Asked about his position on the Klamath River dams, Edwards replied, “If it was up to me, I’d tear down most of the dams in the Sierras. The dams serve big money, big agriculture, and big cities that are going to have to learn how to provide their own water.”

He said he wants the salmon to be able to swim from the Pacific Ocean to their historic spawning grounds. “And I’m not taking these positions because I’m a fish-loving, tree-hugging eco-nut,” he continued. “It’s because our modern agriculture system, which is based on free water, has caused tremendous ecological problems.”
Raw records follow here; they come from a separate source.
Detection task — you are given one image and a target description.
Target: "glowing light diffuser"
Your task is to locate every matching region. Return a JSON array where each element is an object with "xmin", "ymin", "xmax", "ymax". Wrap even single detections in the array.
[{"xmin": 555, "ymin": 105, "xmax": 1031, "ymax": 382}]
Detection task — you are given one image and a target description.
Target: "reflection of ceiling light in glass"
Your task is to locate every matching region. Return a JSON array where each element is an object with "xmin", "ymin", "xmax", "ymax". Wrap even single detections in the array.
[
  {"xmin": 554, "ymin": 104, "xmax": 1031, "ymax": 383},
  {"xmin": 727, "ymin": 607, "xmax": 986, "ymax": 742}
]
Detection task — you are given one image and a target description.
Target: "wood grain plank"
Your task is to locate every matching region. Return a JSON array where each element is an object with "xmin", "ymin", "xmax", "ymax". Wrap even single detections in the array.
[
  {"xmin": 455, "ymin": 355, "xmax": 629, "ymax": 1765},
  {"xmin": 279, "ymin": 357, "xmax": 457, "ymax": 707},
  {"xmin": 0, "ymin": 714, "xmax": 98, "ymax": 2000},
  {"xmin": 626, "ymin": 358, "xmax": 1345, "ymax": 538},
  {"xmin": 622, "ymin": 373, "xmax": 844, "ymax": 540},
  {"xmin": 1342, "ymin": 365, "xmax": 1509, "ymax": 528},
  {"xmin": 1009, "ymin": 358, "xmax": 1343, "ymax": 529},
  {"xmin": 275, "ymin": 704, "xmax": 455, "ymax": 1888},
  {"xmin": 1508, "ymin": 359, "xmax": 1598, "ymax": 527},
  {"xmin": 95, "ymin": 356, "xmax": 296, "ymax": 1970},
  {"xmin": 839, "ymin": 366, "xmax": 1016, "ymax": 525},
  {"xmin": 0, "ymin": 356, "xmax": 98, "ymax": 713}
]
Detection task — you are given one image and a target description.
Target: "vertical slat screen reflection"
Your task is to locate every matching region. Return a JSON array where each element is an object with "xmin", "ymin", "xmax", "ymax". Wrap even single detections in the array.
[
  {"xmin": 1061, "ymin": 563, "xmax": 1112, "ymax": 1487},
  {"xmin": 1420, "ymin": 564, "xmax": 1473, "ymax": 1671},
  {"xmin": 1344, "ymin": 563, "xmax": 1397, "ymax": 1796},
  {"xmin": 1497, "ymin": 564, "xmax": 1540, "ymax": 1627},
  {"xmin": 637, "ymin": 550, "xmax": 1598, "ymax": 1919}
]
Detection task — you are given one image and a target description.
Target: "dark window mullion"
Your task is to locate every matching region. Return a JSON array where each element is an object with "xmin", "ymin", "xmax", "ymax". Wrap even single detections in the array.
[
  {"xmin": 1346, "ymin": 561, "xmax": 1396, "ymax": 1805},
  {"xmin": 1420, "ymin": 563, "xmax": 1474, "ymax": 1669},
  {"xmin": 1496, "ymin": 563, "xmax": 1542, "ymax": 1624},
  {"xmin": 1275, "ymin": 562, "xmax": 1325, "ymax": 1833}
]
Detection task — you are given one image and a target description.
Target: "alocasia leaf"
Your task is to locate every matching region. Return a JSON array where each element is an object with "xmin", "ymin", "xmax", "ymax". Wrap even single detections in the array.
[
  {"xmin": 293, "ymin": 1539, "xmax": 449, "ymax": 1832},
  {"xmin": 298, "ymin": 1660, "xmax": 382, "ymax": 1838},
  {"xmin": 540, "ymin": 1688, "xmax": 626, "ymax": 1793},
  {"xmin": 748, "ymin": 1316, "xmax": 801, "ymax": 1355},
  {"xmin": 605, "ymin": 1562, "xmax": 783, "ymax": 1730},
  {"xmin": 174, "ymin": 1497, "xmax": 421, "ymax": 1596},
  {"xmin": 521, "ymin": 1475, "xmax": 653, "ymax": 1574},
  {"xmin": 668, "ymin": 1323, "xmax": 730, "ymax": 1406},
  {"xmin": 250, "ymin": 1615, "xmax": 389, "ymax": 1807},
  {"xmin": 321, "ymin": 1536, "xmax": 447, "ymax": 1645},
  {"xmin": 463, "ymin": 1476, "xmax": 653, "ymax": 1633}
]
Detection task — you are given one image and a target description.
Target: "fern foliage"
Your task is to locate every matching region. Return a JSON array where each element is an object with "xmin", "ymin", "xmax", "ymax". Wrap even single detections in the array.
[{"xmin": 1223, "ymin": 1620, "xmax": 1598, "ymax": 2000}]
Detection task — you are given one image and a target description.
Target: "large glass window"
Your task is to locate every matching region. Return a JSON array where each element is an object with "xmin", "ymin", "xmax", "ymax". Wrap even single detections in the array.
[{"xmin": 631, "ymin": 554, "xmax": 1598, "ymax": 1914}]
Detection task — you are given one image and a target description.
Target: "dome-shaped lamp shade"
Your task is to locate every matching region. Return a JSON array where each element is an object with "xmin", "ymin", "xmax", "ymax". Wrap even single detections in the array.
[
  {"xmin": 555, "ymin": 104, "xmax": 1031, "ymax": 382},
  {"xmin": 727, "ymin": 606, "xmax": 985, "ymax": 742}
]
He referenced a toxic waste site he said was created in the San Joaquin Valley by a dam and led to a die off at the Kesterson Reservoir National Wildlife Refuge.

Medical marijuana

Stating his views on medical marijuana, Edwards said, “I don’t have any problem with people using marijuana, for medicine or recreation. I drink beer. I don’t see much of a difference.”

He said he doesn’t want illegal marijuana growing to continue to fund criminal enterprises. “I think when anybody can grow it, it won’t have any more value to the cartels,” he said. He likened the problem to prohibition in the 1920s.

As for education, Edwards said, “We need to spend as much as we need to spend to bring our education system back to the level of excellence we had back in the 1960s.”

Commenting on Governor Jerry Brown’s initiative, which would raise the sales tax temporarily 0.25 percent and add a 1 to 3 percent tax on the state’s highest earners, Edwards said, “I lukewarmly support it. I’m not in favor of raising the sales tax. I think the sales tax hits the middle class the hardest and the middle class in this state has it hard enough.”